For each service, I have two VMs clustered- one in a Colo, and one Local. I have one user that I'm using on the web service for that particular cluster. I have an SPN setup for HTTP that contains the name of each machine and the user. I access the machine through the clustername, and it goes to one server or another.
So for later reference, we have machine A, machine B (in the colo), cluster AB spanning the machines, and user C. I connect to the test endpoint, and everything is fine.
I replicate that- let's say Machine X, machine Y (in the colo), cluster XY, and user Z. I connect to the test endpoint and everything is fine.
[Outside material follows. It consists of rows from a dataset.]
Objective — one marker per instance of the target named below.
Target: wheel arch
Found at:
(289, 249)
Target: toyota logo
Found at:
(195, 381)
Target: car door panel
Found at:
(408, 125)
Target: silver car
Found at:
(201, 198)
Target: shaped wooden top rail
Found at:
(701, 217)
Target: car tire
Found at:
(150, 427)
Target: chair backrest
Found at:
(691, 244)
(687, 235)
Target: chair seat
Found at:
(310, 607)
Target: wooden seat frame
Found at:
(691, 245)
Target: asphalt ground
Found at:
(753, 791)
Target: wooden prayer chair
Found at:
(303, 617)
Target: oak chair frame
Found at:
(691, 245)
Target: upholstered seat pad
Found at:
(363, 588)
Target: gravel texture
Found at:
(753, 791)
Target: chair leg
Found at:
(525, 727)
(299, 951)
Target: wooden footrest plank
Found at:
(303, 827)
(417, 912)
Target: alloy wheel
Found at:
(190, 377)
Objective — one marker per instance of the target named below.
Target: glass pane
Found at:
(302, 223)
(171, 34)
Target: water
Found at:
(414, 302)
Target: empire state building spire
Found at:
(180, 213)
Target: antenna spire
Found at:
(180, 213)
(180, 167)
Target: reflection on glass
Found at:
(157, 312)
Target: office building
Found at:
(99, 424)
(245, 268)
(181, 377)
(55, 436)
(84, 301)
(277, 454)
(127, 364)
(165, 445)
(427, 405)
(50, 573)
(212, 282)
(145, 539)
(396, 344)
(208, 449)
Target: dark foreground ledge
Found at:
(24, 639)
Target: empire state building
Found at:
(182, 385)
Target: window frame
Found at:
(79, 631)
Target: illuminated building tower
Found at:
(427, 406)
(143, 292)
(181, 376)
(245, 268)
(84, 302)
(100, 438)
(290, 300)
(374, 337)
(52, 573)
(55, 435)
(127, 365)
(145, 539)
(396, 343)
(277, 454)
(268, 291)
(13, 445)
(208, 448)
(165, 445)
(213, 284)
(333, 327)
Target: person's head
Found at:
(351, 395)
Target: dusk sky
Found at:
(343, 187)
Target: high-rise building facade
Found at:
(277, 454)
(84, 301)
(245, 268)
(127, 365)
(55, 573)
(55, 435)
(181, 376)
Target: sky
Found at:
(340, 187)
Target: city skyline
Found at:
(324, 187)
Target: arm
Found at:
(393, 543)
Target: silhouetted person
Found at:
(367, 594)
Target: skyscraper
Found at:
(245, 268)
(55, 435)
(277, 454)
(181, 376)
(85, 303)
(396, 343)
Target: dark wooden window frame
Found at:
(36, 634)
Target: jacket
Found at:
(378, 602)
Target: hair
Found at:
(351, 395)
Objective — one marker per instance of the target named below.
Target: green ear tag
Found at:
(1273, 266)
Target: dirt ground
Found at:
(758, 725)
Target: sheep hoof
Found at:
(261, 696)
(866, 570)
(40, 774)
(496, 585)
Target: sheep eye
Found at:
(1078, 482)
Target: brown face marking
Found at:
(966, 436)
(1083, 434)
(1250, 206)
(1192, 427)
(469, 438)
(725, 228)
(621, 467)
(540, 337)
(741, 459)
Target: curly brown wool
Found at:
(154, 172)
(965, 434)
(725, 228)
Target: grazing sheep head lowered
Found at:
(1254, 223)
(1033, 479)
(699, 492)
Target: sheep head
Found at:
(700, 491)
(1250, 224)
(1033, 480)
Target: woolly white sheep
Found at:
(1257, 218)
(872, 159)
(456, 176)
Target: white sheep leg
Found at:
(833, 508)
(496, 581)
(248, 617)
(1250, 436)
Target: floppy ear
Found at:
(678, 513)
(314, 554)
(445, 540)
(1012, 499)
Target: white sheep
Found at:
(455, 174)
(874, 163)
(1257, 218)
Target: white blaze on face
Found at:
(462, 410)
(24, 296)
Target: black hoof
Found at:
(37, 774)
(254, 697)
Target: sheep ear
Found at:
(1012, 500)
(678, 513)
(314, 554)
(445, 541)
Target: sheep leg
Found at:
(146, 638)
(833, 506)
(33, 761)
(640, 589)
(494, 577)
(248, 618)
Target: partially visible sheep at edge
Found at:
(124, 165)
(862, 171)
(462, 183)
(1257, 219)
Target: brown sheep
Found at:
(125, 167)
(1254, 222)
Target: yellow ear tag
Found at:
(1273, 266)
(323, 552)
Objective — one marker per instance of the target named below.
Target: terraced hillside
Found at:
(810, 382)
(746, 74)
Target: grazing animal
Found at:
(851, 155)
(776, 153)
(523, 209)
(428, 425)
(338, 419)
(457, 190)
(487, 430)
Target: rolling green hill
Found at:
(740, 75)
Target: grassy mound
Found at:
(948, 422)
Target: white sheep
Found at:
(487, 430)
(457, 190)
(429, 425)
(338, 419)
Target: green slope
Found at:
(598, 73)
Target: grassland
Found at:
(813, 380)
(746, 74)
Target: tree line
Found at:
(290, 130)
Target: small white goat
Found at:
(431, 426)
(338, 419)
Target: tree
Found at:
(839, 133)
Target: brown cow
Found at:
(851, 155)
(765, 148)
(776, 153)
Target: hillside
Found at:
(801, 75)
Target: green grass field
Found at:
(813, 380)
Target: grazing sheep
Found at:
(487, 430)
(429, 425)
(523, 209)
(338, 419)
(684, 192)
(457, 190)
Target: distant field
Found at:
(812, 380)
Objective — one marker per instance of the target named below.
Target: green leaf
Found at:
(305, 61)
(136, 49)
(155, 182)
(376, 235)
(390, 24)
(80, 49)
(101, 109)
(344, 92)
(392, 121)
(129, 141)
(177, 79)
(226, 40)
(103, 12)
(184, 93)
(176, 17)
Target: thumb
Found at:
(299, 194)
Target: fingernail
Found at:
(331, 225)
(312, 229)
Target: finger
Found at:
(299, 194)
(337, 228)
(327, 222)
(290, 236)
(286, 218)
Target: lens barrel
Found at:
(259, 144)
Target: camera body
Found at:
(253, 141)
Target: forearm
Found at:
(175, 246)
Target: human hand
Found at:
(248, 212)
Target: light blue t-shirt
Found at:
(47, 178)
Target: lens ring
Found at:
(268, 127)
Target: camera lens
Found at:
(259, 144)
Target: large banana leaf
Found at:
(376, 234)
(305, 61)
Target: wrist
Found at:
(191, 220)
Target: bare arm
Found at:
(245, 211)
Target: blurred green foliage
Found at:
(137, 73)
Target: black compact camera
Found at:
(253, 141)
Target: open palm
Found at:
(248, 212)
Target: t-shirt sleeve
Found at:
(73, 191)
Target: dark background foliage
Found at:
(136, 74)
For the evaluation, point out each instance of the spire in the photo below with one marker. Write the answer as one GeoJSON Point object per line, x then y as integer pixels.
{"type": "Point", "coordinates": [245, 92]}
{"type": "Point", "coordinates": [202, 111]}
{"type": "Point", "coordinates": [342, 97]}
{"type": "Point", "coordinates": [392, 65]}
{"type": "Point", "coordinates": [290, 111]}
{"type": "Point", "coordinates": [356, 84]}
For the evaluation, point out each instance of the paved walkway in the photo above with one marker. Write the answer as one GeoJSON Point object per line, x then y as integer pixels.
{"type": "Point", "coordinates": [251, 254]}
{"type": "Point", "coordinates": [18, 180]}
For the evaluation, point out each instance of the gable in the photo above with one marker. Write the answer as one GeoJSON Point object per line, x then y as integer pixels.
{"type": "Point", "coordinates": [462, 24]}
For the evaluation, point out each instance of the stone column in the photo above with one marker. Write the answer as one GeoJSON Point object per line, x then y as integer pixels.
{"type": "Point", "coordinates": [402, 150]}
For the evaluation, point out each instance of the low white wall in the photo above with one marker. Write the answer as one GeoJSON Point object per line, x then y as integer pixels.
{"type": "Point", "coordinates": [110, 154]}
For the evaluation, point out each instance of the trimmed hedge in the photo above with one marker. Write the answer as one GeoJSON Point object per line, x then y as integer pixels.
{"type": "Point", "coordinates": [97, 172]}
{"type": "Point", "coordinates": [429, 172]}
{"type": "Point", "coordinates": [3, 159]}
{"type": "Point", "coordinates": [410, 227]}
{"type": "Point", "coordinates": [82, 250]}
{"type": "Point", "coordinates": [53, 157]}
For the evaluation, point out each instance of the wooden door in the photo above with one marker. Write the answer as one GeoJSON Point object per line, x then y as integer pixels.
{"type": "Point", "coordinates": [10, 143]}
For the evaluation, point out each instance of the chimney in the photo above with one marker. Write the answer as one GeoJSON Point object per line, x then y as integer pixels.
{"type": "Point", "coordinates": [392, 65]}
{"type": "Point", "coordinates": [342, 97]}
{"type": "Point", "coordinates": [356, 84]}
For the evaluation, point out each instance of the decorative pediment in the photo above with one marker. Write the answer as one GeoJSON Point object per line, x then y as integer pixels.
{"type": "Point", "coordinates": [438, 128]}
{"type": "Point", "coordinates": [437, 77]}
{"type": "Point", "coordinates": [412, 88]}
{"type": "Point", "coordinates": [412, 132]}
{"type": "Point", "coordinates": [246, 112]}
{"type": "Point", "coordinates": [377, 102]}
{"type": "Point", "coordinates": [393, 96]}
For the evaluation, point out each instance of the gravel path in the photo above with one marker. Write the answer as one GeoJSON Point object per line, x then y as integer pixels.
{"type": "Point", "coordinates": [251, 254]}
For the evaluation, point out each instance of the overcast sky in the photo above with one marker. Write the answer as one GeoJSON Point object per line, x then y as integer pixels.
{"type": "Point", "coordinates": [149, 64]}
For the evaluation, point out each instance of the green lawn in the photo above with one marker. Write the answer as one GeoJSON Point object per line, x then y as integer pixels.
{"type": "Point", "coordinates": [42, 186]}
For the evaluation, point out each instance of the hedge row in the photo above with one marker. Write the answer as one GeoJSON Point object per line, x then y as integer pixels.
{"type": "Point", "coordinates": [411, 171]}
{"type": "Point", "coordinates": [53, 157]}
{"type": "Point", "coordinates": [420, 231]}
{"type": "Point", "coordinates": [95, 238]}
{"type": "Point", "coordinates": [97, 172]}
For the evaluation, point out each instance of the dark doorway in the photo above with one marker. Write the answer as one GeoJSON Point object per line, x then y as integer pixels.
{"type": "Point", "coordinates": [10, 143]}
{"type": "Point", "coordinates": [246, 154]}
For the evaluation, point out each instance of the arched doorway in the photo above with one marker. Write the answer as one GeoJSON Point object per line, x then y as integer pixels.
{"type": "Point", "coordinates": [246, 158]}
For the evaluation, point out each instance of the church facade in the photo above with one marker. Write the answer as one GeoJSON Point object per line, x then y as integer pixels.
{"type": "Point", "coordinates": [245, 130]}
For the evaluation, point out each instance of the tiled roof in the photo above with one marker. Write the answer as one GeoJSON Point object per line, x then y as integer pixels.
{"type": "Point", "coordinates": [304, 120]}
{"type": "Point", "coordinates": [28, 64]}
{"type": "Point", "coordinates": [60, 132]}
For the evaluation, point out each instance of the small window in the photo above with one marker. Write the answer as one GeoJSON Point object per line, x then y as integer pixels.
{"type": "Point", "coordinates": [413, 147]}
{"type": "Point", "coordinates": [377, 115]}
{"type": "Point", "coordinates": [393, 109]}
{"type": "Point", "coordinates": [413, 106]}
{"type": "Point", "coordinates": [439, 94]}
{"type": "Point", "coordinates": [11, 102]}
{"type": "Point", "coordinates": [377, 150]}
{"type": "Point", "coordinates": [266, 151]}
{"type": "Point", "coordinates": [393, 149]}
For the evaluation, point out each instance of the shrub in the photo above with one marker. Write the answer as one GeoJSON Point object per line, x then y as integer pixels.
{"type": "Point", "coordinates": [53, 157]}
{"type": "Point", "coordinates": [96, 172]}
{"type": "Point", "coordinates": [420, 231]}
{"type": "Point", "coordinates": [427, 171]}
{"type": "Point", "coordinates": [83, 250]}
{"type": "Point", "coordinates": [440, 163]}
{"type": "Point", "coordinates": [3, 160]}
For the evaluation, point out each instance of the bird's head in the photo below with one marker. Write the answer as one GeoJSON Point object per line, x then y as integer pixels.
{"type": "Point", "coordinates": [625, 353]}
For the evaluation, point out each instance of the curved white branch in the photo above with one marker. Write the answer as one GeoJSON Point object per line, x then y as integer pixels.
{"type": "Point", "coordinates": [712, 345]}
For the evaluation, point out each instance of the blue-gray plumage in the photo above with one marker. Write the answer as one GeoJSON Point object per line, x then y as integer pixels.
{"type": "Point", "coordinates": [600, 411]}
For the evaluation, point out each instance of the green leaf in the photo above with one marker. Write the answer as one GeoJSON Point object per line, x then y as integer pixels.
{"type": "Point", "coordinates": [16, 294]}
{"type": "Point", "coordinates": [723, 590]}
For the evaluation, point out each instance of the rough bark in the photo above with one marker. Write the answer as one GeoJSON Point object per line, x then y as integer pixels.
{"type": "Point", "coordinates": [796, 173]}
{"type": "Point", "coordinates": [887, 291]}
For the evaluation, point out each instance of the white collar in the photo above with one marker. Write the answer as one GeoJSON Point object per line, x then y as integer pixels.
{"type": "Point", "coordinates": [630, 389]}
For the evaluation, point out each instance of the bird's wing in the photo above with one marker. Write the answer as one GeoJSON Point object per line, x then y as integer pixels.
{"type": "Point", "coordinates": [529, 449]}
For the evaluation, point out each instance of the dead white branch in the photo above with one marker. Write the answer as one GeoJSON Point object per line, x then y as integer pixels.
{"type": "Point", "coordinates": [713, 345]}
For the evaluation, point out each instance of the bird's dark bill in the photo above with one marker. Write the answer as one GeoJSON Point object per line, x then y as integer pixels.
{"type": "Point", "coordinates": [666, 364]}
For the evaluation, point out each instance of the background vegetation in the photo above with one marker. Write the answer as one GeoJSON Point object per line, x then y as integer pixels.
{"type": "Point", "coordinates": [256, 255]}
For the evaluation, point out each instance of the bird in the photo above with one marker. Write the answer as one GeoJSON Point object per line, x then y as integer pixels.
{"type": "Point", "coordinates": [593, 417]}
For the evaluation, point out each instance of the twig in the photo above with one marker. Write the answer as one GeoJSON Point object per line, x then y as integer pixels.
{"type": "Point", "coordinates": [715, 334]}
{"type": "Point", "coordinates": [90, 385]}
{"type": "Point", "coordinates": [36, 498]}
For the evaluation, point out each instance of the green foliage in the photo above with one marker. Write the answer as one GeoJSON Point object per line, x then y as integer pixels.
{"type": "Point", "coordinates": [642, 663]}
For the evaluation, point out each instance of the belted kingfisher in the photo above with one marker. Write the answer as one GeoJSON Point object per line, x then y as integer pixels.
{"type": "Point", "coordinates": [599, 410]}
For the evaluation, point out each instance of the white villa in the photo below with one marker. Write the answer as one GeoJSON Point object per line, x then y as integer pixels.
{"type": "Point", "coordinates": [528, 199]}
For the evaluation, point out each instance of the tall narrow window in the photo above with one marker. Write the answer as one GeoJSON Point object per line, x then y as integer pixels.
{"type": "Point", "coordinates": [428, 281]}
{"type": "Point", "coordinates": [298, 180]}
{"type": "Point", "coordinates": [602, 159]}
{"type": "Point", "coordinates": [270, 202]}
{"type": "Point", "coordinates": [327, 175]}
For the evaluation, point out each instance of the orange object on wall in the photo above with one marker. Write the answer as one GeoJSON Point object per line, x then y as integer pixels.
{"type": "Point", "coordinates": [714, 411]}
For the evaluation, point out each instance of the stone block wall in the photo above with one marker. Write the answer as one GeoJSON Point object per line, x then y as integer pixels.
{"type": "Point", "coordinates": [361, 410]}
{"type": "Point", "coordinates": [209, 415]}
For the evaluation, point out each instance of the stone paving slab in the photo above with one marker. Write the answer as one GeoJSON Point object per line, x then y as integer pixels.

So I have a client, that connects to cluster AB, that then connects to cluster XY to use its service.
I irregularly get 401s. When it connects, it's fine... on the second hop, I can see that it's the client, and have it's credentials. But sometimes... it just fails for no reason. I look in the logs, and there's a 401 there. This never happens when I connect direct to the machines.
Our network guy said he thinks it's an interaction of VMware VMs with Hypervisor VMs... but I had to call BS on that. There's no rhyme nor reason in the machines that it's connecting to creating a pattern (I added a key to pass through the machines so I can see the exact path it's taking, and there's just no pattern).
I think it's passing the kerberos ticket through the NLB... but he said that it just passes it along, so it's only passing what it's sent. The other part of this is we made another endpoint just to test authorization, because it seems like if we're getting a 401, then we always get a 401, but if that first hop works, it will work from then on (we have affinity set, so the path stays the same through multiple calls), but that started failing today. The other dev got a 201... then when he called the real endpoint, got a 401. (All of this is on the second hop- the first hop always works)
I know more about Kerberos than I wanted to know now after looking at this for a couple of months. And I think we finally have the code right. But the netops says that there is no way that NLB is causing this issue.
Have you ever seen NLB cause issues with kerberos tickets?